Или, возможно, она стала безразличной к подобным вещам. Возможно, этот дом окончательно вытравил из нее все то добро, и теперь ее ничто не волнует.

Я сушу волосы, переодеваюсь и принимаюсь за уборку.

— Он злится на тебя, — бормочу я.

— Я не понимаю, за что. Это был несчастный случай.

— А арахис?

Новенькая краснеет и смотрит в пол.

— Он сам случайно съел те орехи, но обвинил в этом меня. Совсем не придерживался своей диеты. Мама всегда говорила, что он ест слишком много вредной еды. Я люблю папу. Я бы в жизни не навредила ему.

Мне хочется спросить у нее, какого это, иметь отца. Настоящего отца. Но мне слишком стыдно. Не хочу, чтобы она спрашивала у меня кто или где мой папа, учитывая, что я сама этого не знаю. Это известно только маме. Знаю, что она знает, она просто не хочет мне рассказывать.

— Почему они думают, что ты пыталась их убить?

Новенькая пожимает плечами.

— Ты знаешь, какими ненормальными бывают родители.

Она права. Я знаю.

— У моей мамы рак и папа... он очень уставал от того, что работал на двух работах. Я просто пыталась помочь и приготовить ему ужин, но мне никогда не разрешали подходить к плите. Поэтому они разозлились. Я случайно оставила газ включенным.
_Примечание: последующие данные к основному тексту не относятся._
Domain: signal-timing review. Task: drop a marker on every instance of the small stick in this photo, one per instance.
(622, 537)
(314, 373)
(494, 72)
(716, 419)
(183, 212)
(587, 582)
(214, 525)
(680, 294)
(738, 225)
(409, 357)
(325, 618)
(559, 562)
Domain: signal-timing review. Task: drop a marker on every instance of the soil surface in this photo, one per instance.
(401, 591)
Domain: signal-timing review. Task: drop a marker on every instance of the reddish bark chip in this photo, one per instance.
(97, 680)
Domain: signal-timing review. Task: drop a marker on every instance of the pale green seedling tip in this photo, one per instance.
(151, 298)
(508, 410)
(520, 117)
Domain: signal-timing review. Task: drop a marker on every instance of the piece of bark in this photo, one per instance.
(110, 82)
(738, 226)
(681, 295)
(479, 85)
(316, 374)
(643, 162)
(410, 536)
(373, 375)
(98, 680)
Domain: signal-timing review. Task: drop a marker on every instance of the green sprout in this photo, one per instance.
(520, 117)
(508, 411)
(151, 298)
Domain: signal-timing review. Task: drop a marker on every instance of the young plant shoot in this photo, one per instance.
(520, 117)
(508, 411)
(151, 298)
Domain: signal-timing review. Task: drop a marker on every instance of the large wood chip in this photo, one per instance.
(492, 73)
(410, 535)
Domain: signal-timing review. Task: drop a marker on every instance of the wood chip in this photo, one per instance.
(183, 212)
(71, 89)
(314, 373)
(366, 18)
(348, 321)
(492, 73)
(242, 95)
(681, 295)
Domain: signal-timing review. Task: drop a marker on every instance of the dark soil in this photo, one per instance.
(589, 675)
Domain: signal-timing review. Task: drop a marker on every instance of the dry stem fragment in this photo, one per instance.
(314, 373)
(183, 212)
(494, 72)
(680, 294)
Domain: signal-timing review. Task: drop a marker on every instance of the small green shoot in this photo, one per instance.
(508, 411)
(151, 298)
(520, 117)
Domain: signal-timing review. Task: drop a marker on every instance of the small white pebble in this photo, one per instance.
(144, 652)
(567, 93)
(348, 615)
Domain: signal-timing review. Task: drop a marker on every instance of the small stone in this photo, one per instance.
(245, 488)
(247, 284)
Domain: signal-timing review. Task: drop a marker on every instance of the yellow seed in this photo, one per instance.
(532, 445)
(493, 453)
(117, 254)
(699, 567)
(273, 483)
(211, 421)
Ей не разрешали подходить к плите? Мама научила меня пользоваться ей, когда мне было три.

— Они буквально душили меня. Мне нельзя было смотреть телевизор, пить газировку, у меня не было телефона или странички на фейсбуке. Ничего. Они даже не разрешали мне ходить в школу, говорили, что это слишком опасно. Даже здесь у меня больше свободы.

Наверно, это тяжело, когда твои родители — надзиратели. Но я все еще не видела в этом такой большой проблемы.

— Что не так с твоей мамой? — спрашивает она, заправляя свои простыни.

— С чего ты взяла, что с ней что-то не так?